Challenging and Future of Homogeneous Charge Compression Ignition Engines; an Advanced and Novel Concepts Review

Abstract

The potential of HCCI combustion to reduce the internal combustion engines exhaust emissions, particularly NO_X and soot emissions, and to delimit the application range of this technique as well as a detailed analysis of previous and current results of combustion chemistry, emission behaviors, the challenging facing this technique, and all controlling parameters including transient states are introduced.

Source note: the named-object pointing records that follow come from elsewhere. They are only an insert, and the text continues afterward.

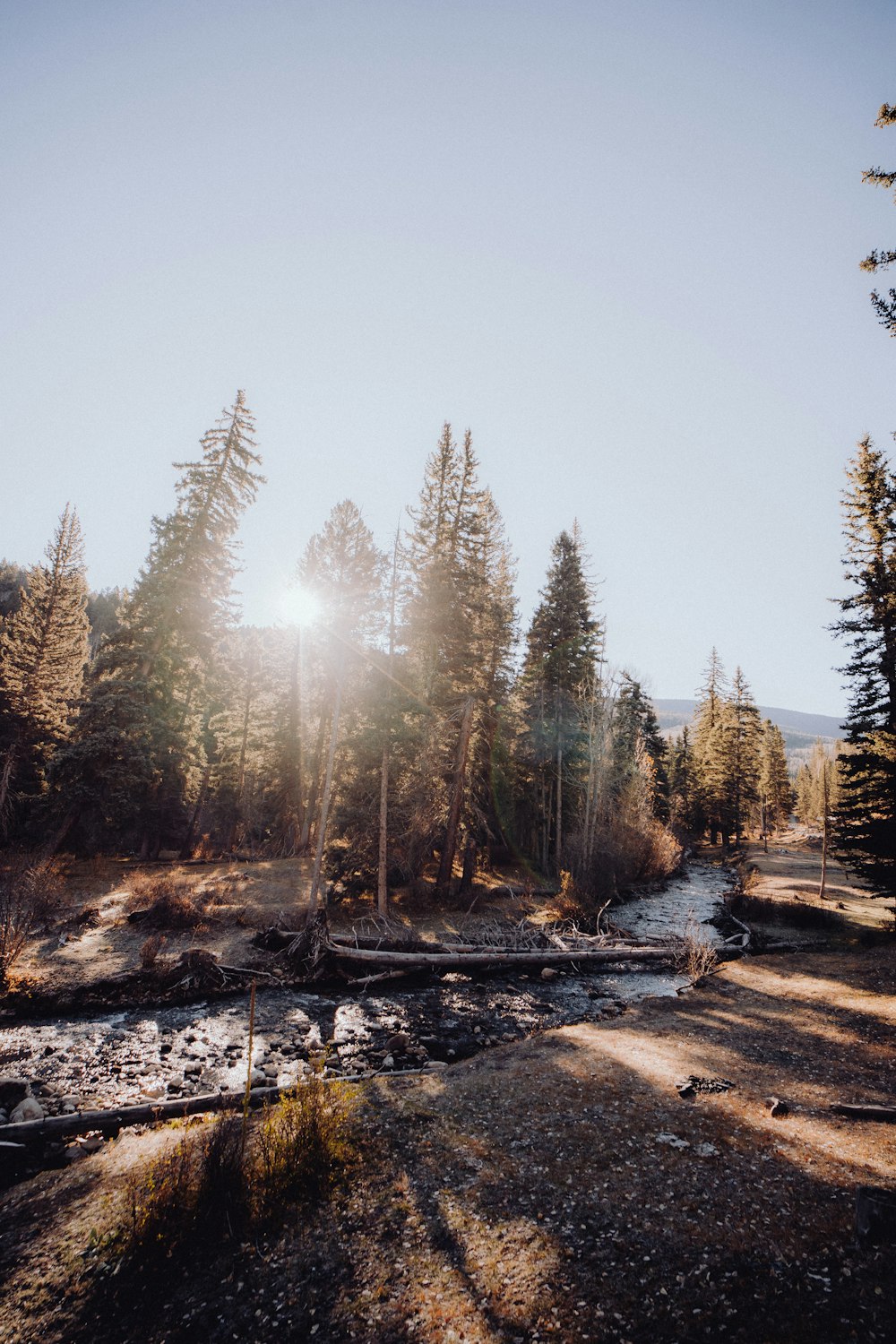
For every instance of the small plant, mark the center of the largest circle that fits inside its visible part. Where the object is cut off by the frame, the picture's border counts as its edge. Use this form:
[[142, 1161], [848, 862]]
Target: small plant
[[151, 949], [30, 892], [236, 1175], [172, 903], [303, 1144], [694, 959]]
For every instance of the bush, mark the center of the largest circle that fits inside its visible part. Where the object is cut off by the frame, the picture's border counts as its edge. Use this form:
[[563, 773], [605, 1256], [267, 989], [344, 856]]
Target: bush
[[169, 900], [236, 1175], [30, 892]]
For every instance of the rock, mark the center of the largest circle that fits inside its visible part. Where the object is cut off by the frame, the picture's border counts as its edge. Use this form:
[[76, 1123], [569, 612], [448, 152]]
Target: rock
[[672, 1140], [27, 1109], [876, 1215], [13, 1090]]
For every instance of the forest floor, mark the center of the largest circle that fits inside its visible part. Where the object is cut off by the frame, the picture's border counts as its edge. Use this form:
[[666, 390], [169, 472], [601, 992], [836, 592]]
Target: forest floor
[[555, 1188]]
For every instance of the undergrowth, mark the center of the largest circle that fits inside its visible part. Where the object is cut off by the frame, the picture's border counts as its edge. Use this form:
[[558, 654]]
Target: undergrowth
[[228, 1177]]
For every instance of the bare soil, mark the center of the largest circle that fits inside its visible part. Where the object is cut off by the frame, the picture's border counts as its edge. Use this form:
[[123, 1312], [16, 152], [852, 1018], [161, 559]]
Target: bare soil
[[552, 1188]]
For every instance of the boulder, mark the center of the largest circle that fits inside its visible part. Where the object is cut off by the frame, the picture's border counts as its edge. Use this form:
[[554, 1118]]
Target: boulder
[[27, 1109], [13, 1090]]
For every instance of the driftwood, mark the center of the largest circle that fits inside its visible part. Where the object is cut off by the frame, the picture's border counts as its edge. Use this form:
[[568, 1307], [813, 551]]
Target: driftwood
[[148, 1113], [871, 1112], [497, 957]]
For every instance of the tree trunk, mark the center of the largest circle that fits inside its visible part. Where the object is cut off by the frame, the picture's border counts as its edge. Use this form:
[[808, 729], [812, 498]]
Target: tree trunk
[[825, 828], [314, 782], [194, 822], [449, 849], [469, 866], [382, 866], [328, 782], [557, 849]]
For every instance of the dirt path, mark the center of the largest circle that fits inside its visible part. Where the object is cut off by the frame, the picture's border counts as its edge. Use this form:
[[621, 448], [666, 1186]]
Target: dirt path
[[552, 1188]]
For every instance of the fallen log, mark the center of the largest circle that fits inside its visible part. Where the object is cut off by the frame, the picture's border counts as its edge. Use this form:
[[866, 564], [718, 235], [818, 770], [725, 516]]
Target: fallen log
[[871, 1112], [148, 1113], [497, 957]]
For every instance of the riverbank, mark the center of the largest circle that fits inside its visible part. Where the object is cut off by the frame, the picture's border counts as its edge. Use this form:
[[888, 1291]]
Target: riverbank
[[556, 1187]]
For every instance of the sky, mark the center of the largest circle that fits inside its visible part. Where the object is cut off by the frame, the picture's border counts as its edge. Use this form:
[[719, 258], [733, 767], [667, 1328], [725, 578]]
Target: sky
[[619, 242]]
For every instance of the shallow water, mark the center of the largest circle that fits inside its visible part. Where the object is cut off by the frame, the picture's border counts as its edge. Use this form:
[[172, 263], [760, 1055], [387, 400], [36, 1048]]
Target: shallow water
[[152, 1054]]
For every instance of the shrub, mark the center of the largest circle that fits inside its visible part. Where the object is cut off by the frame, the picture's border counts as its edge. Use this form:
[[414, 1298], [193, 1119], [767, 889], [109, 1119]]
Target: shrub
[[169, 900], [151, 949], [236, 1175], [30, 892], [303, 1144]]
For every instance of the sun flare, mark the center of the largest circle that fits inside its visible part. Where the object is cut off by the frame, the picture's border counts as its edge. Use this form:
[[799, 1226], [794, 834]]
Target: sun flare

From HCCI combustion chemistry and emissions analysis it was found that, the heavy fuels displays two-stage heat release or two stage combustion process involving low temperature oxidation (LTO) stage followed by high temperature oxidation (HTO) stage separated by a time delay between them is attributed to negative temperature coefficient (NTC), the advantage of NO_X emissions reduction from HCCI engine diminishing at high load condition, HC production is reduced with increasing the engine load, and the soot ejection is negligible during all operating conditions. Valve timing, compression ratio, inlet air temperature, and EGR show an advanced control on the HCCI combustion behaviors over a wide range of speed and load. The use of EGR in HCCI operation is limited at EGR-rates about 70% at this point the reaction rates and ignition timing are so much reduced and retarded, respectively, and leads to misfiring and production of HC-emissions. Homogenization of fuel, air, and recycled burnt gases prior to ignition in addition to the control of ignition and combustion timing, and heat release rates are obstructs that must be overcome in order to realize the advantages of HCCI engine in the future.